A new generation of glycomimetics targeting the N-terminal domain of BC2L-C bacterial lectin: design and synthesis

Burkholderia cenocepacia is an opportunistic human pathogen responsible for deadly lung infections in immunocompromised individuals, and it is highly resistant to most clinically useful antibiotics [1]. This bacterium employs lectins as virulence factors to target host tissues through recognition of and adhesion to the glycoconjugates on the host cells’ surface. Among these lectins, the superlectin BC2L-C has been proposed as a major player in the adhesion process and in the formation of bacterial biofilm [2]. The N-terminal fucose-binding domain of this protein (BC2L-C-nt) represents an interesting target to design new antimicrobials acting by preventing lectin-mediated bacterial adhesion to host cells.
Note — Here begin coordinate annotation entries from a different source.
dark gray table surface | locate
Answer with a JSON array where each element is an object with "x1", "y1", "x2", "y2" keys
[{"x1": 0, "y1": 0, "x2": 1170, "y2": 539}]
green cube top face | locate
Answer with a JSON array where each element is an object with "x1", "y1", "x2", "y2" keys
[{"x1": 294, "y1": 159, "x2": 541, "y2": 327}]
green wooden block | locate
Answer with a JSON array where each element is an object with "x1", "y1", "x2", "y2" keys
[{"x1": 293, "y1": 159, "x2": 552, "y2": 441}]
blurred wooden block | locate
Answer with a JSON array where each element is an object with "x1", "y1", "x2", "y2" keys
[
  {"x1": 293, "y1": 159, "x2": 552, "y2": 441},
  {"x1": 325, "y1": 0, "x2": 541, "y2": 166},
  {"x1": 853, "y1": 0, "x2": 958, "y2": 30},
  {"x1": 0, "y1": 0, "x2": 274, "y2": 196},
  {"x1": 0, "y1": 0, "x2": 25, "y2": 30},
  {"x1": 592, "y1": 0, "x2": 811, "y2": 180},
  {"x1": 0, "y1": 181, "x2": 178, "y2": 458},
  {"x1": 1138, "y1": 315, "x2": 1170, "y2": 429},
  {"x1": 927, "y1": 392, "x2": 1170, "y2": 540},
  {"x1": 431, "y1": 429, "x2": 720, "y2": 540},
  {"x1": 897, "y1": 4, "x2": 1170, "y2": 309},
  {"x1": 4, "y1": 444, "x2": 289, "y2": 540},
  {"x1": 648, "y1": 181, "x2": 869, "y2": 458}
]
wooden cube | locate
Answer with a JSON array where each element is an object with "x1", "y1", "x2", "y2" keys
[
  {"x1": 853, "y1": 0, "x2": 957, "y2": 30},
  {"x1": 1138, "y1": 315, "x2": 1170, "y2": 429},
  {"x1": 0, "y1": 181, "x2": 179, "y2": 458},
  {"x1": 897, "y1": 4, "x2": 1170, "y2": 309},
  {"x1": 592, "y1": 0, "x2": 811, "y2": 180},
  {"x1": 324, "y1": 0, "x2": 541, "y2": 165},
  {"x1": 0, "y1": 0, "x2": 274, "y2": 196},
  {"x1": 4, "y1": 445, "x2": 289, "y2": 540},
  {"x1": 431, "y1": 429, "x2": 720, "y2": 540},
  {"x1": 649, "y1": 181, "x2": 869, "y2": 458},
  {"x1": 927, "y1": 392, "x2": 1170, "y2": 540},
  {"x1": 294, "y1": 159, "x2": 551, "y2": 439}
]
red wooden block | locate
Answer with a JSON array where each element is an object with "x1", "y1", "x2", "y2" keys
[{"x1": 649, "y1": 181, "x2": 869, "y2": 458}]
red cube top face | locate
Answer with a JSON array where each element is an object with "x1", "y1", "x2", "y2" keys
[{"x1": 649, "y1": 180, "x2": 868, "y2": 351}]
We recently reported the design, synthesis and biophysical evaluation of a first generation of glycomimetics targeting BC2L-C-nt [3]. These compounds contain a fucose core connected to fragments able to engage a secondary site of the lectin, in the vicinity of the fucose binding site. BC2L-C-nt ligands with an order of magnitude gain over the parent monosaccharide resulted from the study. With the aim of obtaining ligands with an improved affinity to the target lectin, a new generation of glycomimetic ligands was designed to covalently target two amino acids (Cys72 and Lys108) located near the fucose binding region of BC2L-C-nt (Figure 1A). The novel compounds (Figure 1B) were investigated in silico through non-covalent and covalent docking protocols to evaluate their interaction with BC2L-C-nt. The most promising ligands were selected for synthesis, and for each compound an appropriate synthetic pathway was developed. Further computational studies and synthesis of the novel fucose-derivatives are in progress.